Bursting on to the scene as an enterprising back rower with a flair for the spectacular aerial contest, Nanai quickly built a reputation as one of the premier attacking edge forwards in the competition, but teams figure out pretty quickly whether your quiver is full of bows or sticks, and Nanai’s was several twigs short of a fire.
Tortured and laboured metaphor aside, Nanai is the classic example of a young player whose reputation outgrows his output to the point of overcorrection. That overcorrection in the public eye is beginning to sharpen as people cotton on to his…lets call it stagnation, as a player recently. I won’t go so far as to say he’s got a limited skillset because I think that’s patently untrue, but I do think it’s fair to say the scope of Nanai’s career thus far is an accurate microcosm of Todd Payten’s men the last two seasons.
Take 2022 for instance. Nanai burst onto the scene after a handful of first grade games the year prior, taking home Rookie of the Year honours in a season where he scored a blistering 17 tries from 23 games. Impact of the new quicker ruleset aside, that’s still seriously impressive...
Back to Nanai, the vessel for this long-winded metaphor about the Cowboys as a whole, but for someone with all the talent in the world and a rare blend of physical gifts to accompany it, he goes wherever the wind takes him far too often.
To be fair to him, it can be hard to impact the game as an edge forward at times, but that’s the territory that comes with the accolades he’s racked up and the countless coaches he’s fooled along the way.
Last year I wrote about how David Fifita’s reputation was miscast in my mind, and a lot of that is due to Nanai’s inverse unearned goodwill. The two have been pitted against each other at representative level, Nanai beating out Fifita for Queensland berths due to Fifita’s “lack of work rate”, ignoring that Nanai got beaten cold for what proved to be the eventual game winner in the decider last year when Jarome Luai danced around him to set up Bradman Best in the corner...
The dropping of Nanai by Todd Payten was a refreshing dose of stark reality to a player resting on his laurels and relying on talent alone in a league that finds out pretty quickly what you’re made of.
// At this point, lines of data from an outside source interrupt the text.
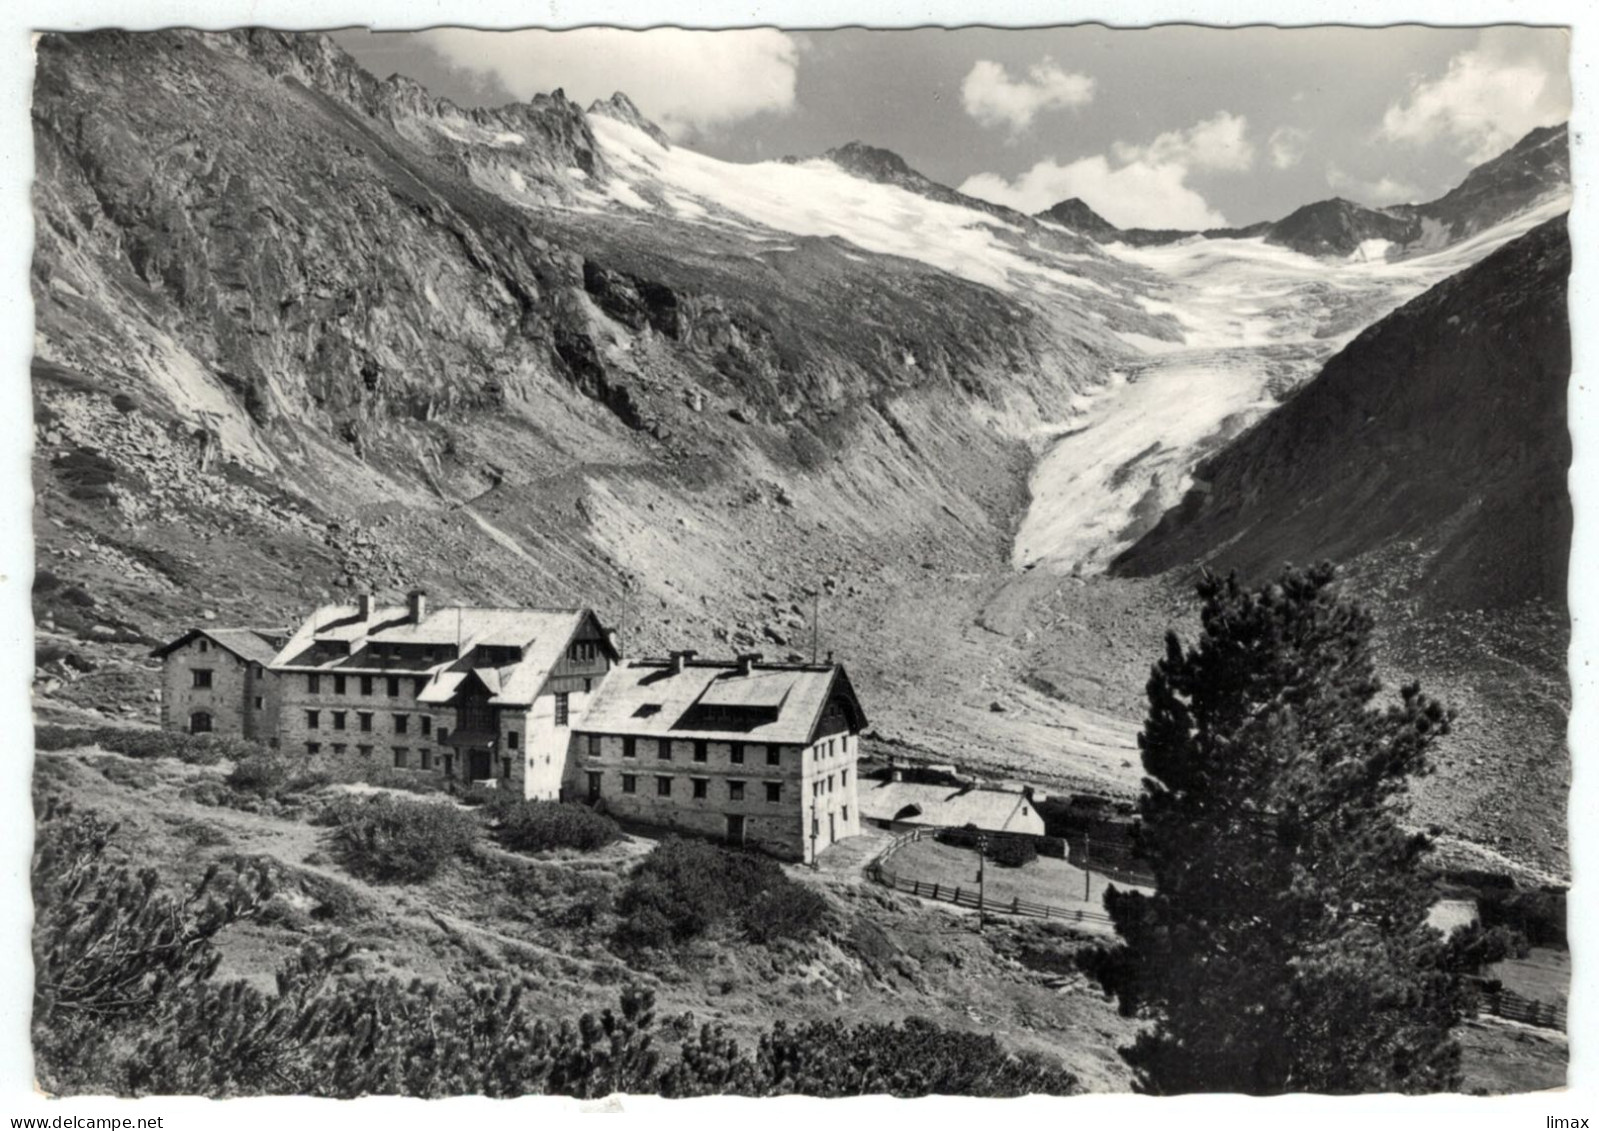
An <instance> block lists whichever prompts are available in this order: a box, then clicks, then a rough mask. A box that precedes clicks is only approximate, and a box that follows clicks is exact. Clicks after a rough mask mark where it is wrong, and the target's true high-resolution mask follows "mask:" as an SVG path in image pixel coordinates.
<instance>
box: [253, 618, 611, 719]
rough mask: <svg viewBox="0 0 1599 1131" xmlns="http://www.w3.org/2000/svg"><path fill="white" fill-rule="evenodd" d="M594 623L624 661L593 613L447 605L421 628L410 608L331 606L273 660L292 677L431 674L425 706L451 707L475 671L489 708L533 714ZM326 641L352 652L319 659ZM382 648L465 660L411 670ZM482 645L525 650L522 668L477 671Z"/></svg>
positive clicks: (606, 652)
mask: <svg viewBox="0 0 1599 1131" xmlns="http://www.w3.org/2000/svg"><path fill="white" fill-rule="evenodd" d="M588 622H592V624H593V627H595V630H596V635H598V637H600V641H601V645H600V646H601V648H603V649H604V651H606V654H609V656H611V657H612V659H617V653H616V648H614V646H612V645H611V643H609V638H608V633H606V632H604V627H603V625H601V624H600V619H598V617H596V616H595V614H593V611H592V609H580V608H561V609H553V608H472V606H464V605H446V606H441V608H433V609H429V611H427V614H425V616H424V617H422V621H421V624H417V622H413V621H411V617H409V613H408V609H406V606H403V605H400V606H381V608H373V609H371V614H369V616H366V617H361V614H360V608H358V606H355V605H325V606H323V608H320V609H317V611H315V613H312V614H310V616H309V617H307V619H305V622H304V624H302V625H301V627H299V630H297V632H296V633H294V637H293V638H291V640H289V643H288V645H286V646H285V648H283V649H281V651H280V653H278V654H277V657H275V659H273V661H272V667H273V669H277V670H286V672H374V673H393V672H406V673H413V675H429V677H432V683H430V686H429V688H427V689H424V693H422V696H421V699H422V702H449V699H451V697H453V696H454V694H456V691H457V689H459V688H461V683H462V677H465V675H467V673H469V672H475V673H477V677H478V680H480V681H481V683H483V686H486V688H488V689H489V693H491V696H492V697H491V699H489V702H492V704H494V705H500V707H526V705H528V704H531V702H532V701H534V697H536V696H537V694H539V689H540V688H544V683H545V680H548V677H550V670H552V669H553V667H555V665H556V664H558V662H560V661H561V657H563V656H564V654H566V646H568V645H569V643H571V641H572V638H574V637H576V635H577V632H579V630H580V629H582V627H584V625H585V624H588ZM321 641H337V643H341V645H349V653H347V654H344V653H337V654H318V653H317V649H315V646H317V645H318V643H321ZM379 645H421V646H438V645H448V646H456V645H459V654H457V659H456V661H453V662H445V664H440V662H437V661H424V659H417V661H416V662H414V664H411V665H406V664H403V662H397V661H393V659H390V657H384V659H379V657H377V656H376V651H374V649H376V646H379ZM480 645H481V646H496V648H504V646H512V648H521V661H518V662H515V664H505V665H502V667H481V665H473V662H472V659H473V657H472V651H473V649H475V648H478V646H480Z"/></svg>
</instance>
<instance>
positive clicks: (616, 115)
mask: <svg viewBox="0 0 1599 1131" xmlns="http://www.w3.org/2000/svg"><path fill="white" fill-rule="evenodd" d="M588 114H598V115H600V117H604V118H612V120H616V122H620V123H622V125H628V126H633V128H635V130H643V131H644V133H648V134H649V136H651V138H654V139H656V142H657V144H659V146H660V147H662V149H672V139H670V138H667V131H665V130H662V128H660V126H657V125H656V123H654V122H651V120H649V118H646V117H644V114H643V112H641V110H640V109H638V107H636V106H635V104H633V99H630V98H628V96H627V94H624V93H622V91H616V93H614V94H611V98H604V99H600V98H596V99H595V101H593V102H592V104H590V106H588Z"/></svg>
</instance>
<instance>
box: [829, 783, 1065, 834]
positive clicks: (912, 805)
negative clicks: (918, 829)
mask: <svg viewBox="0 0 1599 1131" xmlns="http://www.w3.org/2000/svg"><path fill="white" fill-rule="evenodd" d="M855 797H857V798H859V805H860V816H862V817H867V819H868V821H908V822H913V824H924V825H940V827H951V829H964V827H966V825H969V824H971V825H977V827H979V829H983V830H987V832H1025V833H1033V835H1043V833H1044V819H1043V817H1041V816H1038V811H1036V809H1035V808H1033V803H1031V801H1030V800H1028V798H1027V797H1025V795H1022V793H1020V792H1015V793H1012V792H1009V790H998V789H966V787H963V785H932V784H927V782H894V781H871V779H860V781H859V782H857V784H855Z"/></svg>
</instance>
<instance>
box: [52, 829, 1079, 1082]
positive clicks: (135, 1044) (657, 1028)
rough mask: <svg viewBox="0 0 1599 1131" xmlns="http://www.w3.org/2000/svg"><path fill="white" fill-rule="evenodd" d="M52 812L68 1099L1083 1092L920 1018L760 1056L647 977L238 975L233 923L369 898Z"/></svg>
mask: <svg viewBox="0 0 1599 1131" xmlns="http://www.w3.org/2000/svg"><path fill="white" fill-rule="evenodd" d="M387 803H389V805H411V806H414V805H417V803H416V801H398V800H393V798H390V800H389V801H387ZM435 808H440V809H445V806H435ZM38 821H40V825H38V837H37V840H35V846H34V907H35V934H34V966H35V984H34V1030H32V1035H34V1053H35V1072H37V1075H38V1080H40V1085H42V1086H43V1088H45V1089H48V1091H51V1093H56V1094H107V1093H110V1094H122V1096H141V1094H205V1096H257V1094H269V1093H277V1094H305V1096H329V1097H334V1096H337V1097H355V1096H368V1094H403V1096H429V1097H432V1096H456V1094H481V1096H507V1097H508V1096H524V1094H539V1093H542V1094H556V1096H579V1097H598V1096H608V1094H612V1093H619V1091H627V1093H633V1094H648V1093H660V1094H664V1096H668V1097H680V1096H683V1097H686V1096H710V1094H745V1096H777V1094H790V1093H801V1094H814V1096H851V1094H871V1093H889V1094H894V1096H926V1094H934V1093H935V1094H972V1096H1019V1094H1027V1093H1070V1091H1076V1088H1078V1086H1076V1081H1075V1080H1073V1078H1071V1075H1070V1073H1067V1072H1065V1070H1063V1069H1062V1067H1060V1065H1059V1064H1054V1062H1051V1061H1046V1059H1043V1057H1038V1056H1028V1054H1022V1056H1017V1054H1012V1053H1007V1051H1006V1049H1004V1048H1003V1046H1001V1045H999V1043H998V1041H996V1040H995V1038H993V1037H988V1035H975V1033H964V1032H956V1030H947V1029H940V1027H939V1025H934V1024H931V1022H926V1021H916V1019H911V1021H905V1022H903V1024H878V1022H870V1024H857V1025H854V1027H844V1025H839V1024H836V1022H811V1024H806V1025H796V1027H790V1025H785V1024H782V1022H779V1024H777V1025H774V1027H772V1029H769V1030H768V1032H764V1033H761V1035H760V1048H758V1049H756V1053H755V1056H752V1054H750V1053H748V1051H745V1049H744V1048H740V1045H739V1043H737V1041H736V1040H734V1038H732V1037H731V1035H729V1033H728V1032H726V1030H724V1029H723V1027H721V1025H702V1027H700V1029H699V1032H697V1033H696V1032H694V1019H692V1017H691V1016H686V1014H680V1016H678V1017H676V1019H672V1021H668V1022H665V1024H659V1022H657V1019H656V1001H654V995H652V993H651V992H649V990H644V989H638V987H627V989H624V990H622V992H620V995H619V1003H617V1008H614V1009H604V1011H601V1013H588V1014H584V1016H580V1017H576V1019H571V1017H568V1019H561V1017H547V1016H540V1013H539V1008H537V1006H539V1003H537V998H536V995H532V993H526V992H524V989H523V987H521V985H520V984H516V982H513V981H510V979H505V977H500V979H497V981H475V982H469V984H464V985H457V984H446V985H437V984H430V982H424V981H421V979H398V977H376V976H371V974H369V973H366V971H363V960H361V955H358V953H355V941H353V939H350V937H347V936H345V934H344V933H342V931H337V929H334V931H315V933H313V937H310V939H307V941H305V942H304V945H302V947H301V950H299V953H296V955H294V957H293V958H291V960H288V961H286V963H285V965H283V966H281V968H280V969H278V971H277V974H278V976H277V985H275V987H273V989H270V990H267V989H262V987H257V985H254V984H251V982H246V981H237V979H227V977H222V976H219V974H217V971H219V960H221V952H219V949H217V945H216V942H214V939H216V936H217V934H219V933H221V931H224V929H225V928H227V926H230V925H233V923H238V921H245V920H253V918H269V920H273V918H275V920H277V921H280V923H281V925H285V926H293V928H296V929H299V928H305V926H309V925H307V923H305V921H304V920H305V918H309V920H318V918H325V920H334V921H337V920H344V918H349V917H352V915H358V913H360V909H358V905H357V904H355V902H350V901H347V899H345V897H344V896H339V894H333V896H328V894H325V893H320V891H310V893H309V894H312V896H313V897H315V899H318V905H317V907H315V909H313V910H310V912H309V913H307V915H304V917H302V915H301V913H299V912H296V910H294V905H293V904H289V902H288V901H286V899H273V896H275V894H277V888H275V883H273V877H272V873H273V870H275V869H273V865H272V864H270V862H269V861H259V859H257V861H249V859H238V861H232V865H230V867H224V865H219V867H217V869H213V870H211V872H208V873H206V877H205V878H203V880H201V881H200V883H198V886H193V888H184V889H179V891H171V889H165V888H163V886H161V885H160V880H158V877H157V875H155V872H154V870H134V869H133V867H130V865H126V864H118V862H117V857H115V856H109V854H107V846H109V843H110V841H112V838H114V837H115V835H117V832H118V830H117V827H115V825H110V824H107V822H106V821H104V819H101V817H98V816H96V814H90V813H86V814H74V813H70V806H67V805H62V803H61V801H59V800H56V798H48V800H46V801H45V808H43V811H42V813H38ZM224 864H227V862H224ZM323 907H328V909H331V910H329V912H326V913H323V912H321V909H323ZM384 941H387V939H379V945H381V944H382V942H384ZM627 973H628V971H627V969H625V968H624V966H620V965H616V963H603V965H600V966H595V973H593V977H595V981H596V982H612V981H620V979H625V977H627ZM507 1035H510V1037H512V1038H507Z"/></svg>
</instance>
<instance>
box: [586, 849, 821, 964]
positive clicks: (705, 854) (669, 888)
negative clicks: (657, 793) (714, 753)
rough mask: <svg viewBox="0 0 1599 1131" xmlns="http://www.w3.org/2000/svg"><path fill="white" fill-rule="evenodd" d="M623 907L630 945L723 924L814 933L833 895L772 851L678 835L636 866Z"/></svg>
mask: <svg viewBox="0 0 1599 1131" xmlns="http://www.w3.org/2000/svg"><path fill="white" fill-rule="evenodd" d="M617 912H619V913H620V917H622V921H620V925H619V928H617V941H619V942H620V944H622V945H628V947H665V945H672V944H678V942H686V941H688V939H692V937H696V936H700V934H705V933H707V931H710V929H713V928H718V926H732V928H736V929H737V931H739V933H740V934H744V936H745V937H748V939H752V941H755V942H774V941H777V939H801V937H806V936H809V934H814V933H815V931H817V929H819V928H820V926H822V921H823V918H825V915H827V901H825V899H822V897H820V896H819V894H817V893H814V891H811V889H809V888H806V886H804V885H801V883H795V881H793V880H790V878H788V875H787V873H785V872H784V870H782V869H780V867H779V865H777V862H776V861H771V859H768V857H764V856H756V854H753V853H747V851H732V849H728V848H721V846H718V845H710V843H705V841H700V840H680V838H676V837H673V838H668V840H665V841H662V843H660V845H659V846H657V848H656V851H652V853H651V854H649V856H646V857H644V862H643V864H641V865H640V867H638V869H636V870H635V872H633V877H632V880H630V881H628V886H627V889H625V891H624V893H622V899H620V901H619V904H617Z"/></svg>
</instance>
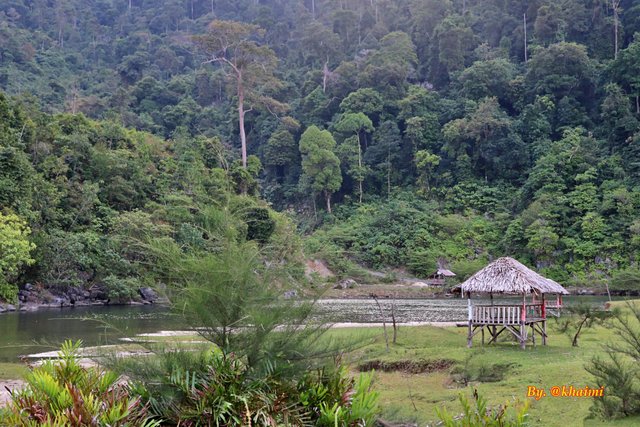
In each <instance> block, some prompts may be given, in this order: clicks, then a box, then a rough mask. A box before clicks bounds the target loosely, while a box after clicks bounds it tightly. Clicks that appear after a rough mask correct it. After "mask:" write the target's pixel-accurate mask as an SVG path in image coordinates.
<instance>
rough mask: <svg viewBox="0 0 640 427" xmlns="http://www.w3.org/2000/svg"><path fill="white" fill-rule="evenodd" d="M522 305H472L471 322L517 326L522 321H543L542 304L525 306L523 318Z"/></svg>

People that don’t watch the Cowboys regularly (and I don’t blame you) might have been surprised to see such a rein pulled so quickly, but it had been in the works for the better part of 18 months.
The problem was it may have been Payten’s only rein, designed to shock and scare an underperforming team into action, instead they wilted in their own backyard as Cronulla waltzed in and promptly downed them by 24 without really breaking out of a canter...
As for Nanai, I do think it would’ve been more beneficial for him to stay out for a few weeks. His defensive issues won’t be fixed after one game at the lower level, and they’re coming up against a smarting Broncos side desperate for a bounce back after being stormed in the nation’s capital.